Implicit equation of a sheared ellipse

Question

I have the following implicit equation of an ellipse

$\dfrac{x^2}{a^2}+\dfrac{y^2}{b^2}=1.$

What will be the equation once it is sheared in the $x$ direction by an angle $\phi$ ?
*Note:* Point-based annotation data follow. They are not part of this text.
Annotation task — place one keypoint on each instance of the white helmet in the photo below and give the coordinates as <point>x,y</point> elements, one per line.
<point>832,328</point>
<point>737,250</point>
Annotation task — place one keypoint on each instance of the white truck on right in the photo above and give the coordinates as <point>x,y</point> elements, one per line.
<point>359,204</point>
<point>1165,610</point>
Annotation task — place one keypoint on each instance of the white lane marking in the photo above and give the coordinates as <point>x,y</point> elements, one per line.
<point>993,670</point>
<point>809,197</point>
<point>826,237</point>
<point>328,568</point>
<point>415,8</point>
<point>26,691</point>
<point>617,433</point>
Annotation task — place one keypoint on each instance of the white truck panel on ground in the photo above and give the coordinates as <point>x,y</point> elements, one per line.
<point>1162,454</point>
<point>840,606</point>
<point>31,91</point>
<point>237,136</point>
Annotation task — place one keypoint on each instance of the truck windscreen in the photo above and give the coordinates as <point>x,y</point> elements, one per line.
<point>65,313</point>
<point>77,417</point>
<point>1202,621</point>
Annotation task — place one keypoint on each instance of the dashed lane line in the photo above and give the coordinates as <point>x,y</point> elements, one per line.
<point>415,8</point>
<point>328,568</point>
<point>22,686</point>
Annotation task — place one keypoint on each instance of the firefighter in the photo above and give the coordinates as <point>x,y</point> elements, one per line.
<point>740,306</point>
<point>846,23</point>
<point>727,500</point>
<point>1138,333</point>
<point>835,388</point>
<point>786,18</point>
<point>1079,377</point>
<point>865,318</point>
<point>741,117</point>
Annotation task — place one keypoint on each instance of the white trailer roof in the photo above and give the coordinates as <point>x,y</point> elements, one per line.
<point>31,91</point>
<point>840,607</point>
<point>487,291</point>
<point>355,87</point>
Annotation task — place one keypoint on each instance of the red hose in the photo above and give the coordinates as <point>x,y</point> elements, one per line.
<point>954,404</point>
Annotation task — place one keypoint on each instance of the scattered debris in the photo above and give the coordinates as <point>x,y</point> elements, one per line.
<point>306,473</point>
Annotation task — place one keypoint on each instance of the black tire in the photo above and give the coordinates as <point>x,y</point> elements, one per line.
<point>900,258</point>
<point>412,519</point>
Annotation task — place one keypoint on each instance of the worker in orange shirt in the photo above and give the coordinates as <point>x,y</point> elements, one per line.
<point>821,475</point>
In other words, suppose I wanted to apply the following shear transformation to the points of an ellipse

$\begin{bmatrix} x'\\ y' \end{bmatrix} = \begin{bmatrix} 1 & \tan(\phi)\\ 0 & 1 \end{bmatrix} \begin{bmatrix} x\\ y \end{bmatrix}$

How would this transformation be represented in an implicit ellipse equation?

Answer 1

\begin{align*} x' &= x+y\tan \phi \\ y' &= y \\ x &= x'-y'\tan \phi \\ \frac{x^2}{a^2}+\frac{y^2}{b^2} &= \frac{(x'-y'\tan \phi)^2}{a^2}+\frac{y'^2}{b^2} \\ \frac{x'^2-2x'y'\tan \phi+y'^2\tan^2 \phi}{a^2}+\frac{y'^2}{b^2} &= 1 \\ \end{align*}

$$b^2x'^2\cos^2 \phi-b^2x'y'\sin 2\phi+(a^2\cos^2 \phi+b^2\sin^2 \phi)y'^2-a^2 b^2 \cos^2 \phi=0$$